I wince as I realize all of my classmates’ shadows are falling over me.
“Do you think you can stand?”
I nod.
“Lean on me,” Trey says. As I lift my head, he wraps his arm around me. “One, two, three, up.”
The room sways. I focus on a face in front of me: Pilot. Behind him, Augusto and his sad little moustache. Next to him, Lotus. I look slowly from person to person. The expressions on their faces are not what I’d expect.

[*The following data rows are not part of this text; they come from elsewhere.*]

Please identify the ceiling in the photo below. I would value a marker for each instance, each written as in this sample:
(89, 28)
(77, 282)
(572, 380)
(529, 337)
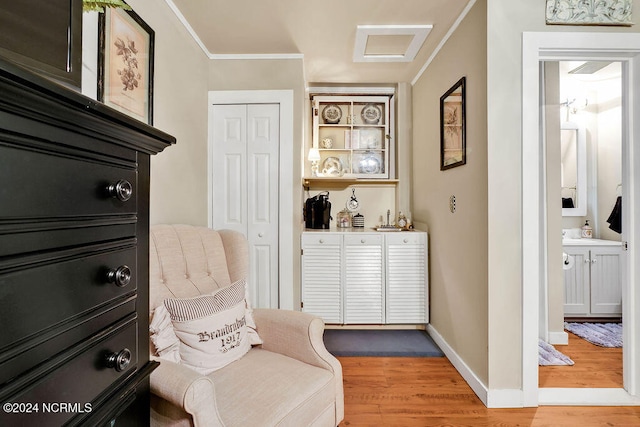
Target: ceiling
(323, 33)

“That’s embarrassing,” I say with a shy smile. But everyone just stares at me, wide-mouthed, as if I’ve turned my skin inside out. “It’s fine. I’m okay.” I pat my face, the back of my head, wondering if they’re all staring at blood on me. I’m not bleeding. “Is there something wrong?”
“No, nothing, Anne,” Pilot whispers, shaking his head like he’s trying to shush me.
“What’s everyone looking at?”
I turn to Harper, who drops her gaze. That’s when I know something is up. I’ve only known Harper a day, but I’m positive she’d happily take any stab she could at me—so why’s she holding back now? I glance at my hands, expecting to see something foreign, something alien, like scales or gigantic bruises. But they’re just my normal hands.
“Let’s get you seated,” Garnet says, ushering me back to my workstation. Behind us, everyone shuffles away. “How’s your head?”
“Why’s everyone acting so weird?”
“You were muttering something when you passed out. It sounded like you said Dad.”
The memory of my dad standing over me returns, but it’s not nearly as strong or worrying as the sensation I have now—the sensation that something’s up. “That’s why everyone’s acting weird?”
“No, it’s—never mind. They’re not.”
“Yes, they are.”
“They’re not,”
I leave class shaken. Pilot is just seconds behind me.
“Are you okay? I can’t believe you passed out,” he says as we step into the dark, syrupy fog. As if the fog isn’t bad enough, a light rain has started to fall. Suffocating gray dreariness, when all I want is to breathe. “I’ve never seen that. Just splat. You fell right off.”
“Yeah, I remember.” A breeze blows under my skirt, soughing like whispered secrets through the fabric. “I’ve never done that before.”
“You’ve never passed out?”
I shake my head and, through the rain, glance around the quad as we walk, trying to make sense of what just happened. I’m not a fainter. Even on the tea cups at Disneyland, while all the other kids were staggering off and dumping their guts into a garbage can, I walked off straight as an arrow and lined up for round two. But now this.